Searce Empowers Financial Advisors: Revolutionizing Client Service with AI-Powered Document Retrieval

Challenges

A financial advisory firm relied on manual processes for document retrieval and information extraction. These processes lead g to several operational challenges such as:

  • Time-Consuming and Labor-Intensive retrieval: Retrieving information from documents involved manual searching and scanning, which consumed significant time and effort.
  • Structured Knowledge: Used Amazon S3 to store extracted text in an organized format.
  • Low accuracy: Manual methods often resulted in inconsistencies and inaccuracies in information retrieval, impacting decision-making and client interactions.
  • Reduced efficiency: The reliance on manual processes hampered operational efficiency, causing delays in accessing critical information needed for client servicing and compliance purposes.
  • Unscalability: As the volume of documents grew, manual processes became increasingly unsustainable, leading to scalability challenges and potential bottlenecks in workflow.
  • Manual oversight: Manual retrieval increased the risk of missing critical regulatory information, potentially leading to compliance issues and legal ramifications.
Searce Solution

Searce provided a solution that leveraged AWS services including Amazon Textract, Comprehend, SageMaker, S3, and AWS Lambda, integrating them to create a seamless document-scanning chatbot powered by the Amazon Bedrock model.
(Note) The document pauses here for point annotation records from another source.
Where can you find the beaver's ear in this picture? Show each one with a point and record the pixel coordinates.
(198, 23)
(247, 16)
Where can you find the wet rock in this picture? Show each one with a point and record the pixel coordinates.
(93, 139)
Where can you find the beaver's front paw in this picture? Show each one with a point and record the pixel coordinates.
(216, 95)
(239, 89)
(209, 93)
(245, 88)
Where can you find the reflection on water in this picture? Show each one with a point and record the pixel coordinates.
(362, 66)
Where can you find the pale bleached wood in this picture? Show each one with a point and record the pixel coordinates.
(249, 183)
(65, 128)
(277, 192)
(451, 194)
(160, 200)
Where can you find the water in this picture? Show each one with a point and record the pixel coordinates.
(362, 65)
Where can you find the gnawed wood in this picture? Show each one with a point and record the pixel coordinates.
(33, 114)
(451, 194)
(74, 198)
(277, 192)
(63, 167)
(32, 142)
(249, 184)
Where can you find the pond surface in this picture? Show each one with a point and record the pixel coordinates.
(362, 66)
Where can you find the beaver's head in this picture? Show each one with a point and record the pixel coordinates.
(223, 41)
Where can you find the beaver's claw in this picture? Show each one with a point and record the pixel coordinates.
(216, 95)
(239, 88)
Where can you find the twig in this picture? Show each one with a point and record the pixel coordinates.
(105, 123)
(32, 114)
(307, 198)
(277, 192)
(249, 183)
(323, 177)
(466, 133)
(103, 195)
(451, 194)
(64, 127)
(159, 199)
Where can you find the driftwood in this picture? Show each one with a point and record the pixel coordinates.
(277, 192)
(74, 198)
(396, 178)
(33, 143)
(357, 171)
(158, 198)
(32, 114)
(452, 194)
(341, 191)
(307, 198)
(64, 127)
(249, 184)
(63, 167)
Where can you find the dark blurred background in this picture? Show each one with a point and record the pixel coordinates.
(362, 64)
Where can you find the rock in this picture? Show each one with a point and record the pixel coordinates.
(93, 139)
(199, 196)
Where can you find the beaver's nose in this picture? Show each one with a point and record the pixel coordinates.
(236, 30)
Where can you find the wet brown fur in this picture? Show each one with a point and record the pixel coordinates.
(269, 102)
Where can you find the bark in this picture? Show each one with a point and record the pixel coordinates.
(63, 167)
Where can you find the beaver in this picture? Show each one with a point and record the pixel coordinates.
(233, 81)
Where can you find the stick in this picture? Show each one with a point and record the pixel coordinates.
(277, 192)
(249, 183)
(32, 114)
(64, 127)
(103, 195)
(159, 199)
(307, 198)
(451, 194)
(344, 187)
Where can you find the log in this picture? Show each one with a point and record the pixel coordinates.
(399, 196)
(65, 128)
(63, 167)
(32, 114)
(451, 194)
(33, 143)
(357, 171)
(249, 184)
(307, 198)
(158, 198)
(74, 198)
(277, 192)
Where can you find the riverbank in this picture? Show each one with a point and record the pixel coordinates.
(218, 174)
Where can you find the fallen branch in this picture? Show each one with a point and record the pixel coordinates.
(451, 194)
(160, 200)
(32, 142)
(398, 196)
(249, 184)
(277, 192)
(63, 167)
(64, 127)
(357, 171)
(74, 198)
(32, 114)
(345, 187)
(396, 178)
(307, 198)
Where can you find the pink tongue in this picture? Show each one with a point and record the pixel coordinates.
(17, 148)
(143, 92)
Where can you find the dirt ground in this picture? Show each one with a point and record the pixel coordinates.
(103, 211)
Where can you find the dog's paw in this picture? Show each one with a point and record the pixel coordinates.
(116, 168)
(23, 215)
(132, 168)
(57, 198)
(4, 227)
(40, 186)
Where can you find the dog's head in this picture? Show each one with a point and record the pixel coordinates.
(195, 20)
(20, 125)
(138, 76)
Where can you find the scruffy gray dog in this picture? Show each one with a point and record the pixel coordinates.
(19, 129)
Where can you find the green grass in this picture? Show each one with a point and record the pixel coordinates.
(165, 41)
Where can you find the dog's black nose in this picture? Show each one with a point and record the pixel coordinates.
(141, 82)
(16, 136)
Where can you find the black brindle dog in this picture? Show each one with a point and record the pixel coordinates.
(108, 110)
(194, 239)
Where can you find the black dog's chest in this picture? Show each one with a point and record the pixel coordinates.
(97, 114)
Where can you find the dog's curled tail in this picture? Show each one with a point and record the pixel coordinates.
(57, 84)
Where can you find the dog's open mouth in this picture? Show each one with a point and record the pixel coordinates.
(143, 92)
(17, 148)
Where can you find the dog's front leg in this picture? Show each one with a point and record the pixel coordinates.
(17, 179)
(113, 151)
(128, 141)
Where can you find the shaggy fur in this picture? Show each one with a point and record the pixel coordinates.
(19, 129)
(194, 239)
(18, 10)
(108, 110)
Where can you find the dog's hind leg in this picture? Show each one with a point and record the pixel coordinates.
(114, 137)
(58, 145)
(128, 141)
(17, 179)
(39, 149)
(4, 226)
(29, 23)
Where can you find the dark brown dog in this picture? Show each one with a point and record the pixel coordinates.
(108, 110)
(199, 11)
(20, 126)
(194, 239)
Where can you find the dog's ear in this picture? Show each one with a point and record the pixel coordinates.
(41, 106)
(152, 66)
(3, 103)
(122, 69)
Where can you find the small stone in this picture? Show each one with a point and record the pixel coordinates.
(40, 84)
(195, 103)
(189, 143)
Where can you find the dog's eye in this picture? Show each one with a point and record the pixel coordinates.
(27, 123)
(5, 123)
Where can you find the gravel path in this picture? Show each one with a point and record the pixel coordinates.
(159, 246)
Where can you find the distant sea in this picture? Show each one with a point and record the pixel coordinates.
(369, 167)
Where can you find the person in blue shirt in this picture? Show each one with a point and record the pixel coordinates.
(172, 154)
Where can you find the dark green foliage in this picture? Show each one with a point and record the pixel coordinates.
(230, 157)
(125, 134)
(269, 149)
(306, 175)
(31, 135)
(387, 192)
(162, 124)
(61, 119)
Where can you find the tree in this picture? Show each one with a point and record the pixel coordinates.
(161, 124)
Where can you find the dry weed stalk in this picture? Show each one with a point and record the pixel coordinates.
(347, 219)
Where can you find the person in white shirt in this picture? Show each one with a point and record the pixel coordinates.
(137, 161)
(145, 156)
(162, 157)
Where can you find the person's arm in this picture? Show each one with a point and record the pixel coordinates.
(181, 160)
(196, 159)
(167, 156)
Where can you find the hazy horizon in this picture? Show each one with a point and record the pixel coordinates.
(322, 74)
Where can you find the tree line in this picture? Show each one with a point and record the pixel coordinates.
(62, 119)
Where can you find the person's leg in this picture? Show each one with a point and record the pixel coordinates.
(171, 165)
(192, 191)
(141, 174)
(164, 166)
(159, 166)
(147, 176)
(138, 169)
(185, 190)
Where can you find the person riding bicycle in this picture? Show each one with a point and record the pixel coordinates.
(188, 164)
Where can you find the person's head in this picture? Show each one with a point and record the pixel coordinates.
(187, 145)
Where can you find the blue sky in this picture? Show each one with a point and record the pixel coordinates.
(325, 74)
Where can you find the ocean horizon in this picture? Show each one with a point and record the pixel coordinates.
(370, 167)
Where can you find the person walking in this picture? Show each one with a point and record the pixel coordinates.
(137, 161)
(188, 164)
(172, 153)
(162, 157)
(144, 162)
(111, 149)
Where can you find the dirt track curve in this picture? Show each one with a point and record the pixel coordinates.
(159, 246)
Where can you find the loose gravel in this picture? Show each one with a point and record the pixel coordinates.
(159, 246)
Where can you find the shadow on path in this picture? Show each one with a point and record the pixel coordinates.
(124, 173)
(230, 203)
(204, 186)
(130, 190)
This helped achieve:

  • Secure and scalable document storage: Documents are securely stored in Amazon S3, ensuring easy accessibility and scalability.
  • Automated text & data extraction: Amazon Textract is utilized to extract text and structured data from scanned documents stored in Amazon S3.
  • Intent-Driven document search: Amazon Comprehend processes user queries to understand the intent and extract key entities for accurate document retrieval.
  • Custom AI model for advanced retrieval: The Amazon Bedrock model, specialized in document analysis and information retrieval, is trained and deployed on Amazon SageMaker.
  • Automated workflow orchestration: AWS Lambda functions orchestrate the workflow, invoking the deployed Amazon Bedrock model based on user queries submitted through Amazon Lex.
  • Intelligent information retrieval with chatbot: Upon identifying the document(s) containing the relevant information, the chatbot retrieves and highlights specific sections for the user.
  • Seamless integration & user interface: Integrated the chatbot with the financial advisory firm's existing systems to provide a user-friendly interface for seamless interaction and retrieval of document-based information..
Business Impact
  • Effortless information retrieval: The automated chatbot significantly reduces the time and effort required to retrieve information from documents.
  • AI powered precision: Utilizing the Amazon Bedrock model ensures precise extraction and retrieval of relevant data points.
  • Enhanced User Experience: Users benefit from quick and accurate responses to their queries, improving overall satisfaction and productivity.

Our solution empowered the financial advisory firm to revolutionize client service through intelligent document retrieval. By leveraging AI and automation, they are now able to focus on client relationships, while maximizing efficiency and ensuring compliance.